The Gods Must Be Crazy II is a 1989 comedy film written and directed by Jamie Uys, and a sequel to the 1980 film The Gods Must Be Crazy, which Uys also wrote and directed. An international co-production between South Africa, Botswana and the United States, it was produced by the Weintraub Entertainment Group and released by 20th Century Fox on 13 October 1989. In the United States, it was released by Columbia Pictures on 13 April 1990.

Plot
The film has four storylines, which run in parallel and interact:
Xixo trying to find his lost children
Two elephant poachers travelling in a truck on which Xixo's children are stuck
A zoologist and a lawyer stranded in a desert
Two soldiers fighting each other

The story starts with two elephant poachers, the chronically mean "Big Ben" Brenner and his affable but not-very-bright assistant George, crossing the area in which Xixo's tribe lives. Curious about their vehicle, Xixo's son Xiri and daughter Xisa climb into the water tank trailer and are taken for an involuntary ride as the poachers continue. Xixo follows on foot, determined to retrieve his children.
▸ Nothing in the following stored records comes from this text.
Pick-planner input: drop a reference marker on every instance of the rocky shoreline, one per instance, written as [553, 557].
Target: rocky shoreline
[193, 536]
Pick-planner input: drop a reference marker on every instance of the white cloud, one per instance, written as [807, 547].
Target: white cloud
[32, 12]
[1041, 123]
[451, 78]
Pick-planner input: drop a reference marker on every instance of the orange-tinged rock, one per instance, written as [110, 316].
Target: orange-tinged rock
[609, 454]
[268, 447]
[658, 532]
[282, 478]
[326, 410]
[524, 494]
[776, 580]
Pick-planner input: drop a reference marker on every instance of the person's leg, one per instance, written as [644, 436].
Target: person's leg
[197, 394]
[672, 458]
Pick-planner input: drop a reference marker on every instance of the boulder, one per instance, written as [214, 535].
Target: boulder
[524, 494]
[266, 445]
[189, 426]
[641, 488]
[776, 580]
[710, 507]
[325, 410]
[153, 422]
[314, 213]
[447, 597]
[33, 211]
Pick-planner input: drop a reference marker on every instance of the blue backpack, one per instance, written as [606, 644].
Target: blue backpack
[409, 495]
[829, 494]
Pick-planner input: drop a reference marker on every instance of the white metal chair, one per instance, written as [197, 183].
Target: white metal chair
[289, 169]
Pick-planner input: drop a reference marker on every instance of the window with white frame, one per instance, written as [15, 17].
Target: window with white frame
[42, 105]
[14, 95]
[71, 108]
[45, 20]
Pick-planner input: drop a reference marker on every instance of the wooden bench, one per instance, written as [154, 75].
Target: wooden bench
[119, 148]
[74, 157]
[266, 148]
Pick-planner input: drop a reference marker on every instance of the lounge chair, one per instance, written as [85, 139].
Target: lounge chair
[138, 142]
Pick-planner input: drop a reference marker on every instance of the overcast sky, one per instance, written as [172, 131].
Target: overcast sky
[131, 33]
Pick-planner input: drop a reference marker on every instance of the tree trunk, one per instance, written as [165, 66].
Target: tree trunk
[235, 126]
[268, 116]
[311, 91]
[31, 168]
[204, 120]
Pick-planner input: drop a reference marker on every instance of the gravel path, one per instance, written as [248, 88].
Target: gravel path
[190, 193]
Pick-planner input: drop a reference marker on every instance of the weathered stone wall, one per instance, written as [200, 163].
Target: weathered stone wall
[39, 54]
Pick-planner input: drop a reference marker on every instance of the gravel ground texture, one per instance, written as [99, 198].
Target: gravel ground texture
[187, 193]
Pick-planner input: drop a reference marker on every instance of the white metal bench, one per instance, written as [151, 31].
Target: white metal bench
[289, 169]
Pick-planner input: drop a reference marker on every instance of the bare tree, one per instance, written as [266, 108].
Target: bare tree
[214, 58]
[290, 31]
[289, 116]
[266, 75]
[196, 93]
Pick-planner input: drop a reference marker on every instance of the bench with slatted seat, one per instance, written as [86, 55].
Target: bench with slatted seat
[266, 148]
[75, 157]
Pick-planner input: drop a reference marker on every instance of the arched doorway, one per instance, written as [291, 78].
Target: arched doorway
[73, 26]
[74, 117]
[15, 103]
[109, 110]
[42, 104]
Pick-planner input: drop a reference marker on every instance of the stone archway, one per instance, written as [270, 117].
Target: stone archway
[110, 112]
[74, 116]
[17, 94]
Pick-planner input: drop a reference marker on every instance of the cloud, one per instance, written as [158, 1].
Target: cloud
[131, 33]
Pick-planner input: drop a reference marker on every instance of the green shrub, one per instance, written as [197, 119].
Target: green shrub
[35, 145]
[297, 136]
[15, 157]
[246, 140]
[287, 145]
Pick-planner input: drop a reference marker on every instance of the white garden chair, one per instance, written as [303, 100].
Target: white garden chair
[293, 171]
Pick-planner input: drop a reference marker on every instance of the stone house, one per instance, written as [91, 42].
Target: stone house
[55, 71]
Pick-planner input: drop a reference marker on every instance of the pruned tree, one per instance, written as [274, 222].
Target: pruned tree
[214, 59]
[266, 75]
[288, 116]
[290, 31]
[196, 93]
Dr. Ann Taylor, a young lawyer from New York City, arrives at a bush resort to give a lecture at a legal conference. Since she has spare time, she accepts the invitation of a young man to take a joyride in a two-seat, twin engine ultralight aircraft. They go to see scientist Dr. Stephen Marshall, who has just been radioed that he must report to the resort where Dr. Taylor just came from to tend to a wounded animal they have found. Leaving the other pilot to watch his truck and equipment, he heads for the resort in the ultralight with Ann aboard, but encounter severe weather and crash, stranding them in the Kalahari desert. In addition, war is brewing, personified by a lost Cuban soldier (Mateo) and his Angolan enemy (Timi), who repeatedly attempt to take each other prisoner.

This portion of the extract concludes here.